There is a surprise waiting for commuters using Grant Road on Tuesday.
Another Michigan Left, which has earned the scorn of many drivers on the northwest side, is scheduled to come on-line Tuesday at the intersection of North Oracle and East Grant roads .
For the uninitiated, an indirect-left turn requires drivers on Grant to go through the Oracle intersection to the next stoplight — one block down — where they can make a turn-arrow-protected U-turn before doubling back to Oracle and making a right turn.
The news gets worse for Grant Road commuters with long-term plans to stay here in Tucson.
A total of six, maybe seven, Michigan Lefts are planned for the corridor between Oracle and Swan roads.
Regional Transportation Services Director Jim DeGrood offers a single ray of hope for those who think replacing one left turn with a series of turns isn’t a good idea.
It will be two to three years before the next one comes online.
The next three intersections — Grant at Stone Avenue, Grant at First Avenue and Grant at Alvernon Way — are still on the drawing board.
It could take years for all necessary steps from design to securing the necessary right-of-way before the city and the Regional Transportation Authority are ready to begin construction.
The $2.1 billion, 20-year RTA plan calls for six indirect-left turns along Grant — at North Oracle, Stone, First, Campbell Avenue, Country Club Road and Alvernon Way.
The city has similar plans for Swan-Grant intersection, DeGrood says, but funding for this Michigan Left havs not been identified.
Traffic engineers say this type of intersection is valuable in keeping traffic moving through busy intersections, as it eliminates the time traffic is stopped in both directions to allow a handful of drivers to turn left.
One last tidbit for those living or working near the “Boneyard” at the Davis-Monthan Air Force Base — DeGrood says the RTA board is considering a Michigan Left turn at a rebuilt intersection at Kolb and Valencia roads .
He says a Michigan Left is one of several possible designs as the regional transportation board considers its options.
Q: Roger Wakefield asks for a status update on resurfacing Thornydale Road from Cortaro Road to Linda Vista.
A: Priscilla Cornelio, director for the Pima County Department of Transportation, says there are no plans to resurface the area.

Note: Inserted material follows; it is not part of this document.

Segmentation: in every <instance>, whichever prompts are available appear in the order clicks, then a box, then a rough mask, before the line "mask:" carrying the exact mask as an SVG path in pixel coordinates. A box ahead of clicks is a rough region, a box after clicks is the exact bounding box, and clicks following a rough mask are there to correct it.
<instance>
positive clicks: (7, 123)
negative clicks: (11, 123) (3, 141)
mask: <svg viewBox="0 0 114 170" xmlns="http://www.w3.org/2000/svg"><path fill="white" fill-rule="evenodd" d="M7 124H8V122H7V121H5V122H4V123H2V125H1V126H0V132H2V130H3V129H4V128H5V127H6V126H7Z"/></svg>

“This segment is not scheduled for resurfacing at this time. However, the improvement project to widen and improve Thornydale Road from Cortaro Road to Linda Vista — that is scheduled for fiscal year 2017,” says Cornelio.
Down the Road
Crews with the Pima County Department of Transportation are expected to finish painting lane markers at the Oracle Road and Ina Road intersection by Wednesday morning.
Traffic is expected to be restricted at night until the striping is completed.
This morning, crews will begin paving the east side of Romero Road from Roger Road to Wetmore Road.
Once this paving is complete, traffic will be shifted to the east side of the road, and crews will begin working on the west side of Romero.